We need a return to true craftsmanship, but it's not likely to happen in this "global economy" that is getting foisted upon us where everything is measured by the lowest common denominator.

Cheap products made by even cheaper labor is becoming the standard. :roll:

However, as the buyer, you can force a company to improve their product quality by simply refusing to buy anything they make until they do improve and letting them know it with a loud voice. They only sell what you'll buy, after all. So some of the blame lies with us for these poorly made products, including sofware and video games.
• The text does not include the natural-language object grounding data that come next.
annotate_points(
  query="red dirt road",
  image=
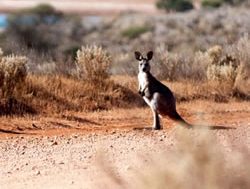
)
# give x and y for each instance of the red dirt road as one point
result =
(85, 6)
(62, 151)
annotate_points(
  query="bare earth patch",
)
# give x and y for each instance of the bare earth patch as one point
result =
(62, 151)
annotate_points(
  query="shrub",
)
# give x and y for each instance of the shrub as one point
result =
(12, 74)
(93, 64)
(135, 31)
(221, 67)
(212, 3)
(177, 5)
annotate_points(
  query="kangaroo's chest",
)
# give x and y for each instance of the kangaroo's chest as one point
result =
(143, 80)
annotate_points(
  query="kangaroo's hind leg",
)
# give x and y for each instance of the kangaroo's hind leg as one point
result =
(156, 125)
(154, 108)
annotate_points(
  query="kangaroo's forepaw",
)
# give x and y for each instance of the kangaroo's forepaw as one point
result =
(157, 128)
(141, 93)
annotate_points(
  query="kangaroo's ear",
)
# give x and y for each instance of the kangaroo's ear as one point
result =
(150, 55)
(138, 55)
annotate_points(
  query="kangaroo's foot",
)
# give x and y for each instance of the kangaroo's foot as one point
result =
(157, 127)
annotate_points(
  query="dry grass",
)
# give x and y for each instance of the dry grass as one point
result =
(56, 94)
(93, 64)
(12, 73)
(196, 161)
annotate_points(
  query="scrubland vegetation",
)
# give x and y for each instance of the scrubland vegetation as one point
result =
(51, 64)
(43, 77)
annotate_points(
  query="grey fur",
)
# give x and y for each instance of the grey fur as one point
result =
(158, 96)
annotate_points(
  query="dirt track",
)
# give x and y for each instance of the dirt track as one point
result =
(85, 6)
(62, 151)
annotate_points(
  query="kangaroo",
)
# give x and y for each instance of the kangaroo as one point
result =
(158, 96)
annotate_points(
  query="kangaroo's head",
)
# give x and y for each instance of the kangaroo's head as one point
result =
(144, 65)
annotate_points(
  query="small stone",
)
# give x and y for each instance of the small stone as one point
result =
(38, 173)
(54, 143)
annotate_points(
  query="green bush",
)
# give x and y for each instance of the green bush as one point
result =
(177, 5)
(135, 31)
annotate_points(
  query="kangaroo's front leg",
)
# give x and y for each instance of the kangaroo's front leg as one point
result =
(142, 90)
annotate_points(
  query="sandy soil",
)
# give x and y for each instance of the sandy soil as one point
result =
(64, 151)
(85, 6)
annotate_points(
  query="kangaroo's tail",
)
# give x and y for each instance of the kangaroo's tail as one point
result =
(175, 116)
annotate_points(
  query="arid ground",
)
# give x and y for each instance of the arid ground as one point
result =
(65, 151)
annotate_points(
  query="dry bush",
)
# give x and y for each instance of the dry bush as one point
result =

I couldn't agree more that the times when quality was more important than quantitiy. Problems that face software companies now is the lack of a revenue stream with single player games like SH3/4. Once someone purchases their copy they have nothing else to buy from them. These games have some of the most active communities around, at any time of the day there's always several hundred people logged in. The demand and interest is there, problem being that software companies don't realize this and/or don't know where to look. The fact that GWX exists and the thousands of hours that have (and still do) go into its development should be a screaming alarm that there is a demand here; that people would go to so much effort to mod a game should entice Ubisoft that there is still something there to work on.

ReallyDedPoet
03-11-08, 07:43 PM
Time to move on from this one, I think enough has been said on the subject.